January 29: Steve Wernke, “Colonizing Spaces in the Andes”
Tuesday, January 29, 6:00 pm
Cohen 203
Steve Wernke, “Colonizing Spaces in the Andes: Toward Embodied Archaeological Perspectives through Virtual Reality and Simulation”
The Spanish invasion and colonization of the Andean region of South America proceeded in large measure through projects of mass resettlement and compulsory urbanism. The Spanish brought with them certain Mediterranean orientations about urbanism: that orderly cities and towns were not only a necessary precondition but also a motor force for civic community. Fueled by this ideological fervor, over the course of just a decade—the 1570s—the Spanish forcibly resettled more than a million native Andeans into over a thousand compact “reduction” towns. How these towns were situated and built, how living in them affected daily life in indigenous communities, and whether they produced the docile subjects and communities envisioned remain vexing questions. This talk renders these processes in detail through holistic spatial-analytical research centering on a spectacularly-preserved reduction town in the high altitude reaches of the Colca Valley of southern Peru. Spatial analyses of the settlement and historical demography reveal the processes involved in locating and building the town, as well as the mapping of Andean community onto its urban grid.
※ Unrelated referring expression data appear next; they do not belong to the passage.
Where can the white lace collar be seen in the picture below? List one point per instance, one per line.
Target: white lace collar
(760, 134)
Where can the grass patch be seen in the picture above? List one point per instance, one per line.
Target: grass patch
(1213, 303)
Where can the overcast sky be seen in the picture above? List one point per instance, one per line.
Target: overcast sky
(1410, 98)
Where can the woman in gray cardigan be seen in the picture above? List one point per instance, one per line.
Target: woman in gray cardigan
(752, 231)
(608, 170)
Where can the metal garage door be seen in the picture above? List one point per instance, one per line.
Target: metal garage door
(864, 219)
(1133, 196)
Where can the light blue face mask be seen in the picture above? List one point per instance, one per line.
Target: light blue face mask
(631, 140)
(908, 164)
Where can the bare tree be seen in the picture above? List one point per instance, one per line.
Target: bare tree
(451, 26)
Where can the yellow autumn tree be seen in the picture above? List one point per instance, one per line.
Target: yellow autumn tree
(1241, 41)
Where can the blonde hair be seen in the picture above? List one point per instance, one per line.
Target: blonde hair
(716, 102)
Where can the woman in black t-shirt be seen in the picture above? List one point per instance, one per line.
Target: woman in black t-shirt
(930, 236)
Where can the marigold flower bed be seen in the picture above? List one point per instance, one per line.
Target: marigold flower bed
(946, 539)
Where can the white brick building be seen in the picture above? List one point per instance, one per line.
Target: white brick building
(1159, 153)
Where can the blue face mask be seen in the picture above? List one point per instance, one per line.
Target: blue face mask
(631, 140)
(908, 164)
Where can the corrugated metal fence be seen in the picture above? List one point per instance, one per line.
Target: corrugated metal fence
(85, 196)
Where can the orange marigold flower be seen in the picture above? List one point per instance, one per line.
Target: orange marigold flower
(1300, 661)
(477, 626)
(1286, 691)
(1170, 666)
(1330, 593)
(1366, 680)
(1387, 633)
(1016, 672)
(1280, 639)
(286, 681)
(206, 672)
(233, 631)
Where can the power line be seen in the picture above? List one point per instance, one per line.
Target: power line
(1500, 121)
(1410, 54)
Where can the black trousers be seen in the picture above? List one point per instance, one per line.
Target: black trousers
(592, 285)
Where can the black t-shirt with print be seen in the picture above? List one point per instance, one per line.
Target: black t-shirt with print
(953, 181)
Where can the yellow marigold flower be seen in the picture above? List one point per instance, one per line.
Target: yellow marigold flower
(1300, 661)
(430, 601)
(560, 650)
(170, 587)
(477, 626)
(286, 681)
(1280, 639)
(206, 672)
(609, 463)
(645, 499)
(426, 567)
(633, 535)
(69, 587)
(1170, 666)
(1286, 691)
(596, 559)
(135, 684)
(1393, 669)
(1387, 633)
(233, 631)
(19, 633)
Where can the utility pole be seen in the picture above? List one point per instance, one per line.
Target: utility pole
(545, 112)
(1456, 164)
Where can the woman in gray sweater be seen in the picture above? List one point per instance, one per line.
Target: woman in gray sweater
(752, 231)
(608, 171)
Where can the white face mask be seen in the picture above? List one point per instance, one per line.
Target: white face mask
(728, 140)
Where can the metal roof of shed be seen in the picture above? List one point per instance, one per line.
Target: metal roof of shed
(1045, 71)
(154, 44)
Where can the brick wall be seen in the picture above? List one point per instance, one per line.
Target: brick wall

Combined simulations of movement and visual perception inside the town, together with high fidelity, high resolution virtual reality exploration, enable approximation of the experience of dwelling in its built environment.
Steve Wernke is Associate Professor of Anthropology and Director of the Spatial Analysis Research Laboratory at Vanderbilt University.
The lecture will be followed by a reception and a hands-on VR demo in the Cohen auditorium.
This event is co-sponsored by the Archaeological Institute of America, the Program in Classical and Mediterranean Studies, and the Department of History of Art.